Safety Performance vs Production Costs

Are these two forces at loggerhead?

The Wall Street Journal just published an article on June 29, 2010 on this thorny topic. This generally pro-business newspaper wrote a scathing expose on how cost cuttings at BP have affected its safety performance.

The paper cites an internal BP investigation that a small oil spill from a BP oil platform in 2008 was caused by a “defective pipeline pump that BP had put off repairing” in the “context of a tight cost budget.” The budget was “underestimated” resulting in “conflicting directions/demands.” Management decided that the problem with the pumps “was not in itself a cause for safety or environmental concern.” The repair was deferred until the following budget year.

The Journal reports that “after a six-month inspection of the Texas City refinery last year, OSHA hit BP with an $87 million fine, the biggest in the agency’s history. About $57 million of  what OSHA describes as failure to abate hazards similar to those that caused the 2005 explosion which killed 15 people.”

It is also reported in the Journal that senior management at BP “focused on meeting performance targets, which determined bonuses for top managers and low-level workers alike.”

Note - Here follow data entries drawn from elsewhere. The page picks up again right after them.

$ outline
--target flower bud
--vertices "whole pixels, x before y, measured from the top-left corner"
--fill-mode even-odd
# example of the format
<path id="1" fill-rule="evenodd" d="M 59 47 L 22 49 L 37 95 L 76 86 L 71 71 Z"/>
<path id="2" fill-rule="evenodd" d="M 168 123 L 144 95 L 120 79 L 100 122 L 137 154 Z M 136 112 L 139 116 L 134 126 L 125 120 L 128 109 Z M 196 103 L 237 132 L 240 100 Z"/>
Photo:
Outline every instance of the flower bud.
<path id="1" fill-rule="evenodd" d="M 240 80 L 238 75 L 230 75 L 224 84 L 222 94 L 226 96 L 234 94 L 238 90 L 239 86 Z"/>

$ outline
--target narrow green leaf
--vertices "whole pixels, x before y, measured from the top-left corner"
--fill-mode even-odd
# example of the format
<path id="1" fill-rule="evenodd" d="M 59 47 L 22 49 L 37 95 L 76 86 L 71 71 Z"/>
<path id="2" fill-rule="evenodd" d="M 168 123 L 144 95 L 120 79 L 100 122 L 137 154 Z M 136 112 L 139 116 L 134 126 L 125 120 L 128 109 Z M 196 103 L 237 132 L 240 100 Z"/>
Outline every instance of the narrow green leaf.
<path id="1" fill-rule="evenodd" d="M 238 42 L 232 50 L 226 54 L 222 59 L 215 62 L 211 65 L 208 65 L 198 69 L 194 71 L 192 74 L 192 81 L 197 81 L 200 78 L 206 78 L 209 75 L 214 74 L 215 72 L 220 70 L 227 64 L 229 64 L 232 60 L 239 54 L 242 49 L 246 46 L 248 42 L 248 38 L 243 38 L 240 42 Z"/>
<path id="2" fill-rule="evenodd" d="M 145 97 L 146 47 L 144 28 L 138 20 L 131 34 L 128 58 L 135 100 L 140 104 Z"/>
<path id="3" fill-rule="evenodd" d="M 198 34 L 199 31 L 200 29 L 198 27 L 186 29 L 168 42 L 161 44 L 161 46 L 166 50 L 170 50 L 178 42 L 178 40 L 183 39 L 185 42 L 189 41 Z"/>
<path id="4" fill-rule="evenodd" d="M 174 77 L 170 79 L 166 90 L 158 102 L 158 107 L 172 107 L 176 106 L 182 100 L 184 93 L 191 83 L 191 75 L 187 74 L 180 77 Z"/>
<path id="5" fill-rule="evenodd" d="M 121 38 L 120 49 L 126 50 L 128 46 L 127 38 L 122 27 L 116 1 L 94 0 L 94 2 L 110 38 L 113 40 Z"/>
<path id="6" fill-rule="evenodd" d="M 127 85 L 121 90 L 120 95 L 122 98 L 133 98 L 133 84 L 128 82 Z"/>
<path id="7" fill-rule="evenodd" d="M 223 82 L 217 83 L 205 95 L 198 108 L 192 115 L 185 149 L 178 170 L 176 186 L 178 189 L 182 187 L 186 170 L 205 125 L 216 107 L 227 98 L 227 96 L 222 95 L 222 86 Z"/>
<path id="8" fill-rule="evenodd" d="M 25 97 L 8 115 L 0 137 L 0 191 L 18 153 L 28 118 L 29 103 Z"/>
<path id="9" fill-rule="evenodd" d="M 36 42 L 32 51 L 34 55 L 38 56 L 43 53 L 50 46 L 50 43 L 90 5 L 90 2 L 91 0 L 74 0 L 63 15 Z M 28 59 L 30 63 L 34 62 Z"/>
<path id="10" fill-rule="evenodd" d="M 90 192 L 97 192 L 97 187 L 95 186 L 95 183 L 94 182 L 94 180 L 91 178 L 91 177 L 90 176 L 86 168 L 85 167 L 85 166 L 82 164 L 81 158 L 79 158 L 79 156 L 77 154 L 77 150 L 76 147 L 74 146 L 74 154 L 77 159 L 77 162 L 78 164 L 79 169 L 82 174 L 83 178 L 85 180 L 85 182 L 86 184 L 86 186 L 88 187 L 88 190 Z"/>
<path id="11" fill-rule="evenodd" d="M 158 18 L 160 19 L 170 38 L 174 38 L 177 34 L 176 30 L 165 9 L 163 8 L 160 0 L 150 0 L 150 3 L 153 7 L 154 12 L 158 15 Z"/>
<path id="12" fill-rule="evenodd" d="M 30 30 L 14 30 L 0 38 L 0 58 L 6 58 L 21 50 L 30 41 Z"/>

According to a former BP health and safety manager who was quoted in the Journal, workers had “high incentive to find shortcuts and take risks.”

The CEO of BP also spoke of “slaying two dragons at once; safety lapses that led to major accidents, including a deadly 205 Texas refinery explosions; and bloated costs that left BP lagging” Shell and Exxon Mobil.

After the small BP spill in 2008, BP’s internal report “warned of lax safety oversight and tight budgets.” As reported in the Journal, the BP report went on to conclude: “A key question to ask, especially with apparently minor and disconnected defects, is ‘what’s the worst thing that could happen?'”

I think we all know the answer to that.

3 responses to “Safety Performance vs Production Costs

  1. Norman. It is interesting that only a few moments before reading your blog there was a news story on TV discussing the need for more regulation. This may be true. But since companies are suffocated with regulations already it seems that ramping up the existing programs would make more sense. Ramping up could include adding extra personnel to conduct and review JSA’s, Observations, Near Misses and the like. Companies should also be forced to hire third party safety professionals to oversee all safety processes. They would in turn report their findings to agencies like OSHA, EPA, DOT, etc. Violations or short cuts would raise a red flag and the agency would investigate.

  2. Lyndon, what you have suggested (ramping up, requiring extra staff and third party audits) sounds awfully like “more regulations”. And I am not disagreeing with you there. I do disagree that companies are “suffocated” with regulations. The Wall Street folks who took risky bets that lead to the near global financial collapse were not suffocating from too much regulations at all. Their multi-million dollar bonuses may be suffocating them – but not the regulations. If a company is going to spend billions of dollars drilling for oil a mile deep underwater, it should not complain about regulations. It’d better set aside a few dollars to comply with regulations.

    It is funny to hear those so-called libertarians rant and rave about environmental regulations. They have no idea that without those horrible regulations, they would have toxic wastes on their front lawn and their drinking water would not be safe to drink. Without building codes (regulations), their houses would collapse in a gust of wind.